The reasons I want to down size.

1 - Smaller birds take up less space.
2 - I do not eat or sell enough eggs to justify having all the bigger birds.
3 - I dislike quail, lol. 
4 - I will be doing a breeding program and want to stick with something pure and unique. 

Picture for attention of those cuties.


----------



## robin416 (Sep 8, 2013)

I think you've already got your mind made up. I've always liked the rich red of RIRs so you'd have that. But unless they are different from their full size counterparts and you wanted another breed or two, do they remain bullies like their larger counterparts?

And a whole bunch of us really really like d'Uccles for their personalities. They like humans a lot.

I was always quite pleased with my SS Hamburgs. Yes, they're more flighty but they're consistent. Easy keepers.


----------



## ChickenBiscuts (May 28, 2021)

Well beside bantam cochins I am quite fond of OEGBs.

Nice temperament, extremely human friendly, and come in a nice variety of different colors.

But those are quite common. With you wanting something unique, Bantam Ameraucanas are my recommendation. It's harder to find good reputable breeders of them as opposed to their larger counterparts, but if you look on the Ameraucanas Breeders club website they have a breeders directory by state.


----------



## robin416 (Sep 8, 2013)

Thinking here. Where you're moving to, does it get really cold? If it does then you might want to stick with rose comb since they are less likely to suffer frostbite than the single combed birds.


----------



## JediPat (Sep 19, 2018)

robin416 said:


> Thinking here. Where you're moving to, does it get really cold? If it does then you might want to stick with rose comb since they are less likely to suffer frostbite than the single combed birds.

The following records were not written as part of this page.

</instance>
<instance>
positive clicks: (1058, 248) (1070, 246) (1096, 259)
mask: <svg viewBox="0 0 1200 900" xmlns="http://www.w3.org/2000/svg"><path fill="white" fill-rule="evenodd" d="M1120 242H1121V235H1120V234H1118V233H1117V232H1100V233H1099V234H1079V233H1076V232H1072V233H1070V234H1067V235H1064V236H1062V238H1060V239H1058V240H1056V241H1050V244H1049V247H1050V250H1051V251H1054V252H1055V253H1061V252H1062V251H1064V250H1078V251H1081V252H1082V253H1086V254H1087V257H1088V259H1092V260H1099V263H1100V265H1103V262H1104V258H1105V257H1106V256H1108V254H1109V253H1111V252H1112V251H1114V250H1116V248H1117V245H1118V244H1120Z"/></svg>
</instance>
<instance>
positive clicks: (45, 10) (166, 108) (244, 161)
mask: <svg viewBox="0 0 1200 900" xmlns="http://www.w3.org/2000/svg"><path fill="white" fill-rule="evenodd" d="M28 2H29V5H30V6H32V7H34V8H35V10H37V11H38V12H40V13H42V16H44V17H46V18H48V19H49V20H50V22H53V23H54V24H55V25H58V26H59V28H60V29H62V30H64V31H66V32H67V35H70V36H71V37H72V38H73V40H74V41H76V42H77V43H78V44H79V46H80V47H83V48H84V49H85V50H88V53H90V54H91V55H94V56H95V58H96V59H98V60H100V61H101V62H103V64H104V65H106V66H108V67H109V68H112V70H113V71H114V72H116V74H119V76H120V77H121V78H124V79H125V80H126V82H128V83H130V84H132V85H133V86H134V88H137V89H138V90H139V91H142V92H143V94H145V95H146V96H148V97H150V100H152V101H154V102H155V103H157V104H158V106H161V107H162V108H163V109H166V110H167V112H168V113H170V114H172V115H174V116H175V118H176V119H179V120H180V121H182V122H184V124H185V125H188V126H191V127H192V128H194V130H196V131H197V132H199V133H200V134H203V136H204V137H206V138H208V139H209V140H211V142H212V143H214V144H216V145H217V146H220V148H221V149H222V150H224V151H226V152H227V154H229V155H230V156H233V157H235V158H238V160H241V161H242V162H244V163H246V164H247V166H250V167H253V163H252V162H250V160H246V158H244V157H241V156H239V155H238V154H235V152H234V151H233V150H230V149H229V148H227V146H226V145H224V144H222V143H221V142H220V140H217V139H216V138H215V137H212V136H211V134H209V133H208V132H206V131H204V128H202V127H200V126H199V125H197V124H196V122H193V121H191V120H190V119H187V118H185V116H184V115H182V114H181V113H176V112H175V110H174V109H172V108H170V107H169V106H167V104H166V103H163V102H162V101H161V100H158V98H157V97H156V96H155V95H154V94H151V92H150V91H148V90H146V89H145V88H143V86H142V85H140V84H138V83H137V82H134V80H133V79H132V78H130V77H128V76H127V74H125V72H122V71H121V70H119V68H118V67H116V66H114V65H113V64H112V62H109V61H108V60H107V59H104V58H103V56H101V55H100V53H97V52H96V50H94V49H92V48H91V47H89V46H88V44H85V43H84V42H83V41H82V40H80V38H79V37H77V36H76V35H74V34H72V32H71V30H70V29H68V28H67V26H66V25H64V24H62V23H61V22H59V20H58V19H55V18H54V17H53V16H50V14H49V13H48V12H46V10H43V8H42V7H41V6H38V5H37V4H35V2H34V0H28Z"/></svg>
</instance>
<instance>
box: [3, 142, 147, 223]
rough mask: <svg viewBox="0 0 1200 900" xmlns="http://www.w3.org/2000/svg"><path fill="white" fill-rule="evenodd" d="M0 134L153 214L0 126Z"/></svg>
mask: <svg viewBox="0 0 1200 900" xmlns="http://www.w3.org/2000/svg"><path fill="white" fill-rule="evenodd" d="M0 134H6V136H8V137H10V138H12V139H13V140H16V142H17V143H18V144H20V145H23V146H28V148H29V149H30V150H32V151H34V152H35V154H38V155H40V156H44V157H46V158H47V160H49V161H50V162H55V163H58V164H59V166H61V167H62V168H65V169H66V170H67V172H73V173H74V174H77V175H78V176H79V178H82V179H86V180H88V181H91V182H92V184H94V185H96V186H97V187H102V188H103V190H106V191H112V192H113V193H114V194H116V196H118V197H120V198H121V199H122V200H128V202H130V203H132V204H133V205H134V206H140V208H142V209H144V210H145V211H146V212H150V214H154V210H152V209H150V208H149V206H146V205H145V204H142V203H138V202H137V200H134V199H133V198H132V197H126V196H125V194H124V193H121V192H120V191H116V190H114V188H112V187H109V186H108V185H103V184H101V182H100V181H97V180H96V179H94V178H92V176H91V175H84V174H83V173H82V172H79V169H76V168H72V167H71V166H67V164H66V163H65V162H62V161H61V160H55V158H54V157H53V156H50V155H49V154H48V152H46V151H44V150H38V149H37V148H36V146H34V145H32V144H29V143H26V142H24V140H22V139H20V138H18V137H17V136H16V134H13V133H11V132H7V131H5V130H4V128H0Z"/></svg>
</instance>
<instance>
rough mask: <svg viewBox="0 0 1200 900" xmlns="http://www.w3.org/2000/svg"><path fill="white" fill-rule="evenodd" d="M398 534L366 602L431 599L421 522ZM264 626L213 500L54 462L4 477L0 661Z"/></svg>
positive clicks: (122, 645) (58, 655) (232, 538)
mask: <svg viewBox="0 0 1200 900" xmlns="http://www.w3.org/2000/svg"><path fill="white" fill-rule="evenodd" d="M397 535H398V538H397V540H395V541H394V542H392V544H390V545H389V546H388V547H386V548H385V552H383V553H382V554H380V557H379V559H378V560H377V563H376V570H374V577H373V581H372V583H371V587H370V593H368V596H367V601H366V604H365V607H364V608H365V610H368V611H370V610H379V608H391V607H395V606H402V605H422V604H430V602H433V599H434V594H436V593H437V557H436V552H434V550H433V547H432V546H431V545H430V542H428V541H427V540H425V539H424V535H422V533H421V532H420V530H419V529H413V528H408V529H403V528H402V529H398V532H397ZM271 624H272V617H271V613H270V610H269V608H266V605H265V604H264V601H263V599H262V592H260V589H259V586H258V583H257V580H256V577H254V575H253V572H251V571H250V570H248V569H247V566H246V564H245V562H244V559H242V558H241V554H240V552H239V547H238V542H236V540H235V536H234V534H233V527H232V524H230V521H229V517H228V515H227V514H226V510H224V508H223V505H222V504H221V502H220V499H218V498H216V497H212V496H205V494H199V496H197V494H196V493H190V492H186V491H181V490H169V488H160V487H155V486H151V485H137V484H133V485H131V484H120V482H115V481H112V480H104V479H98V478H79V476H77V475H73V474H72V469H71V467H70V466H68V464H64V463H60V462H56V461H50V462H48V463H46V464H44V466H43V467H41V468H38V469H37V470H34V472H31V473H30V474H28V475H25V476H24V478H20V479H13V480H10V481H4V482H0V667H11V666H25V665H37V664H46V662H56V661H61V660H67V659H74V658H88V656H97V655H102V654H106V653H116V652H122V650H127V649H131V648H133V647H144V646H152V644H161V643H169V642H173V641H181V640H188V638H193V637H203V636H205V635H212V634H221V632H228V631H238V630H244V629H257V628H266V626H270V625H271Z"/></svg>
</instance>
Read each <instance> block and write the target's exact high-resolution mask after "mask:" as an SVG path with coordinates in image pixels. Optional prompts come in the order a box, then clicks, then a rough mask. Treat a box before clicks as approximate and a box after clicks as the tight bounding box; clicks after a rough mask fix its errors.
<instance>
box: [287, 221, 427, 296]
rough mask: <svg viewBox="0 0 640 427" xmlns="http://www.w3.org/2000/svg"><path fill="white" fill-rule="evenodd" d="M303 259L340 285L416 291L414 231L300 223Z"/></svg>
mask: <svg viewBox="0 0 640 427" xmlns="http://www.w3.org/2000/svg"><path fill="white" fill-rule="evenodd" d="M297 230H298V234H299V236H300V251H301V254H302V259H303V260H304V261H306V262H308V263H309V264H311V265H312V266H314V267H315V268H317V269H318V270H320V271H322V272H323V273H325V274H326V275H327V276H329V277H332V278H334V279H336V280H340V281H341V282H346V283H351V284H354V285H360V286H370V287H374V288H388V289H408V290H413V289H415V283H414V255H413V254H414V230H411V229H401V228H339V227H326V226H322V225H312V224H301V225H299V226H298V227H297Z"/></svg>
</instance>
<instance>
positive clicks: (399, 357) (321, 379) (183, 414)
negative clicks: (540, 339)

Depending on where we move to exactly will be what determines this.


----------



## Poultry Judge (Jul 15, 2020)

ChickenBiscuts said:


> Well beside bantam cochins I am quite fond of OEGBs.
> 
> Nice temperament, extremely human friendly, and come in a nice variety of different colors.
> 
> But those are quite common. With you wanting something unique, Bantam Ameraucanas are my recommendation. It's harder to find good reputable breeders of them as opposed to their larger counterparts, but if you look on the Ameraucanas Breeders club website they have a breeders directory by state.


OEGBs are their own rabbit hole.


----------



## Overmountain1 (Jun 5, 2020)

I have bantam 
DUccle
OEGB
Cochin
Serama
Phoenix/silkie crosses 
And now some crossed chicks I hatched who are pretty cool. 

I’m no expert, but I can share what I like about mine in particular. 

I also have a handful of bigger birds, but that’s not the point either. 

My little Ds are the family favorite. If we had to get rid of everything but 2-3, they would be the keepers. They have everything going for them- cute, personable and big personalities, mine are pretty calm, they have been decent broodies, and there are less common colors to breed too, if you wanted to try that. 
My Cochins have been sweet but also a bit nutty- all 3 lol. 
Serama are their whole other rabbit hole, I love mine to pieces- they are teensy, like pocket sized chickens. They are also personable and have a lot of personality, and very pretty. But they don’t breed true as I understand it, and are challenging to breed in some respects. 
OEGB- I only have a rooster, I won’t lie. I now have pullets that are half, and half D. But my Chip is my BOY. He’s trained and sweet and loves all the chickens. He has also made a phenomenal dad. He still tolerates and watches out for them more than the hens do anymore! But his crow is literally ear ringing/a bit piercing. 
Oh and the Phoenix crosses- since crosses I won’t go into details, ask Dan for more details on them. 

Those are my two cents on my bantams!


----------